The Daily World apparently hoped it could solve some of its credibility problems by sending Bonosky to Kabul for eight days. His reports; however, have only compounded the problem.

“The objective historic truth,” says Bonosky in the Jan. 23 issue, “is that a genuine people’s revolution, supported now by the overwhelming majority of the people, took place here and is still taking place.” He adds that it was led by the PDPA, with Taraki and Karmal as leaders.

But this is neither objective, nor historical, nor true. April 1978 saw a pro-Soviet coup in Afghanistan, not a social revolution. As for the PDPA, it has been factionalized and split, and Amin was also among its leaders. And in this article, Bonosky targets Amin for “arbitrarily” implementing an “ultra-left policy” and doesn’t mention the CPUSA’s previous claim that he was a CIA agent.

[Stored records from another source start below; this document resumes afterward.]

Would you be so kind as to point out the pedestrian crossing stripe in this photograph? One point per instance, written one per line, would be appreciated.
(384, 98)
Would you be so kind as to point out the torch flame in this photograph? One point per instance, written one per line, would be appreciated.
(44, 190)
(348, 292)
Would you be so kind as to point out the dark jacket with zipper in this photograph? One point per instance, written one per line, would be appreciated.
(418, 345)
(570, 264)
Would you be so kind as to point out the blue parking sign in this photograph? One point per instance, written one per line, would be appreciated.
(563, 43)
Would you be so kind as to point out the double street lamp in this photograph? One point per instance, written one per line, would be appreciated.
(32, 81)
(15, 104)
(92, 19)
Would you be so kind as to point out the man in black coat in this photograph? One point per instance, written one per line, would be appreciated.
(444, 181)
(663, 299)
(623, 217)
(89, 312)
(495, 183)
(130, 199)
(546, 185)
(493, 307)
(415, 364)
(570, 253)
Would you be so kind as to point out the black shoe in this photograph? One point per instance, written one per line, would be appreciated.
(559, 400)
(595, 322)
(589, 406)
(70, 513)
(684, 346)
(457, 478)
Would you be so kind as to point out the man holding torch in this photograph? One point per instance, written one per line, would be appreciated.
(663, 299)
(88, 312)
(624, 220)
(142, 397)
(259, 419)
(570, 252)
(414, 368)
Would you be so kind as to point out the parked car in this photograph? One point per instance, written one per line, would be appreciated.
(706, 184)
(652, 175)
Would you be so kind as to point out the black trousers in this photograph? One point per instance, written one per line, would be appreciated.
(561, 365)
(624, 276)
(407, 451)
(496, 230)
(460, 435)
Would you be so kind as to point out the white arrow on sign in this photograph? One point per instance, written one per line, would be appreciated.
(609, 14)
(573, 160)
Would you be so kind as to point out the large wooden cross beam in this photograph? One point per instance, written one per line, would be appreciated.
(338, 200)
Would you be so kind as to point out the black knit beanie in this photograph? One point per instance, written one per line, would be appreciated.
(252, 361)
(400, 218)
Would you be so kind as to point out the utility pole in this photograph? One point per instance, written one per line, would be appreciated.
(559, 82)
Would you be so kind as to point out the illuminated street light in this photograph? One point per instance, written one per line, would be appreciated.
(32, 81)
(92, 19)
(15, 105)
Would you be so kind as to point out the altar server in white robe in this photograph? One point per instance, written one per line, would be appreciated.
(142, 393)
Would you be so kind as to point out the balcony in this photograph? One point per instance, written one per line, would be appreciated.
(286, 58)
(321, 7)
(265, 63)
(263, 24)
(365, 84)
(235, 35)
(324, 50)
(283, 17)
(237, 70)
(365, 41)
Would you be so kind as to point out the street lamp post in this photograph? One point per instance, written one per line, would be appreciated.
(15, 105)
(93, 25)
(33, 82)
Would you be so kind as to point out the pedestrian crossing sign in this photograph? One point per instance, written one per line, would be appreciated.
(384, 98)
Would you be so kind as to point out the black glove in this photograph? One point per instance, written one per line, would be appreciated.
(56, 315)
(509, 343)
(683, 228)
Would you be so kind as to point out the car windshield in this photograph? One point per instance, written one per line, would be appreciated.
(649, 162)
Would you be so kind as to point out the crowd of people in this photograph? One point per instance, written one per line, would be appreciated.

This raises an interesting point. So far, the revisionists have justified the invasion by pointing out that it was in accord with the provisions of the Soviet-Afghan Treaty of “Friendship and Good Neighborliness” between the two governments. Ironically, this serves as a warning to any third world country as to the real nature of the Brezhnev doctrine of “limited sovereignty.” Such a treaty is like the kiss of death – sign it one day and the next day there has been a coup and your country has been occupied.

But now it seems the Brezhnev doctrine is being taken a step further. It’s not just a question of whether Soviets don’t like what your government is doing, but now if they think your party is making “ultra-’left’ errors,” watch out!

To get back to Bonosky’s report: His tactic is to blame everything on Amin, pointing out that he killed and jailed thousands of party and non-party people and sabotaged the broad base of support supposedly developed under Taraki.

But Bonosky gets the rug pulled out from under him in another article in the Jan. 29 issue by Foley. Quoting a Polish reporter in Kabul, Foley informs us that the rebel insurgency was not only a “result of Arnin’s repression,” but also “a result of certain earlier errors,” meaning Taraki’s repression.

The Polish report also quotes Karmal, stating: “For the first time in the history of our country, a broad national front is being formed.” If this is the case, then how was the “broad, national and democratic revolution” that supposedly took place in 1978 ever carried out?

It is, in fact, a backhanded admission by Karmal that the April 1978 “revolution” was neither democratic, nor national, nor popular. That is why the succession of pro-Soviet cliques can only be maintained by the Soviet army. And as for the revisionists quoting Karmal so favorably, they are in a shaky position. Given the past record, it wouldn’t be surprising if he, too, turns out to be an “ultra-’leftist’ ” or “CIA agent.”

Bonosky himself is somewhat shamefaced about this morass of contradictions. “Melodramatic as these events are, one should not get lost in them,” he writes at the end of his article. “The essence of the struggle here must be grasped and one should not let himself get snagged on some of its forms or secondary considerations.”

The “essence of the struggle,” of course, is this: Whenever Soviet social-imperialism launches a war of aggression, throw principle, caution, truth and the interests of the world’s peoples to the wind. Instead, rally around the Kremlin.

Readers of the Daily World, however, can draw another old-fashioned lesson from the revisionist reportage on Afghanistan: “What a tangled web we weave when first we practice to deceive.”